Let’s talk about the character you play in the new “Spike Lee joint.”

His name is T. K. Hazelton. He’s a musician, but he also happens to be the only taxi driver in the Red Hook housing projects in Brooklyn. My cab service serves the characters in the film, and we talk a lot about what’s happening in the community and stuff while driving around. In particular, I’m the main character’s confidante.

Are there any specific things you did to prepare for being a New York cab driver?

Well, I actually had to learn to drive. I knew how to do it, but I never drove in New Orleans, so I didn’t have a license. Actually, maybe I shouldn’t say this, but we shot the whole film without me having one. That’s illegal, I know. 

Were you ever on sound stages?

No, always in the street. To tell you the truth, though, I felt more pressure from the cameras. The camera on the front seat of the car is right in your face. There was one on the back seat, too.

That’s a little different than the work on Treme.

Absolutely, though both characters are jazz musicians. It’s funny, though, when preparing for Red Hook Summer, I talked to many cab drivers, and what I found is that each one tries to have kind of a signature, a specific way they dress or something. I thought of that like how we try to have our own sound in jazz.

How did Treme come about?

Well, I was just trying to figure out a way to get my music featured on the show, and the producers asked me to read and screen-test for it. I was expecting maybe just a cameo or something, but then they asked me to do this recurring role. The lead character, Antoine Batiste [played by Group 14 alum Wendell Pierce], is based on one of my [extended] family members. In the show, I’m one of the musicians that another lead character plays with when he comes to New York. That’s another funny thing, because when I got the role I got really excited because I thought I’d be going home to New Orleans. I did some shooting there eventually, but my first scenes were shot in New York at Dizzy’s Club Coca-Cola. 

At Juilliard, did you do any acting?

No, but quite a few actors were my buddies. I hung tight with a lot of them.
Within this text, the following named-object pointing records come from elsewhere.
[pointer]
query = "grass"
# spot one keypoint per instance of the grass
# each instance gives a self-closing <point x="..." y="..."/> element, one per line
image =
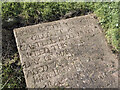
<point x="33" y="13"/>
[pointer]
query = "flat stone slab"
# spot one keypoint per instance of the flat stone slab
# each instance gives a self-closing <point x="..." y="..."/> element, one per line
<point x="66" y="53"/>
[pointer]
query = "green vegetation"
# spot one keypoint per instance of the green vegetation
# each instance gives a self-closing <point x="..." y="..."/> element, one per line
<point x="22" y="14"/>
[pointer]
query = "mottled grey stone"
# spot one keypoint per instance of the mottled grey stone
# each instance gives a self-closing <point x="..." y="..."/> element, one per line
<point x="66" y="53"/>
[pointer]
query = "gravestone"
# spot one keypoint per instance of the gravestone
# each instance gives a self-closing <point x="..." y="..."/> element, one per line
<point x="66" y="53"/>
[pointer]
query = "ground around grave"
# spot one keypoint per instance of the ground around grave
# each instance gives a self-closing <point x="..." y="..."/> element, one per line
<point x="85" y="61"/>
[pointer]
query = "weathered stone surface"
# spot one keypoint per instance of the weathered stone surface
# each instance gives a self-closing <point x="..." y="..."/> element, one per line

What have you learned from Spike Lee?

Diligence and focus. He knows how to see things through. It’s like he sees things and files them and comes back to them. I first came on his radar because the Stay Human Band plays the Harlem Little League opening ceremony every year; his son is in the league. I think he’d probably seen me play with Wynton Marsalis, too. All this was over about a four-year period, but he finally made the call. I had to get ready.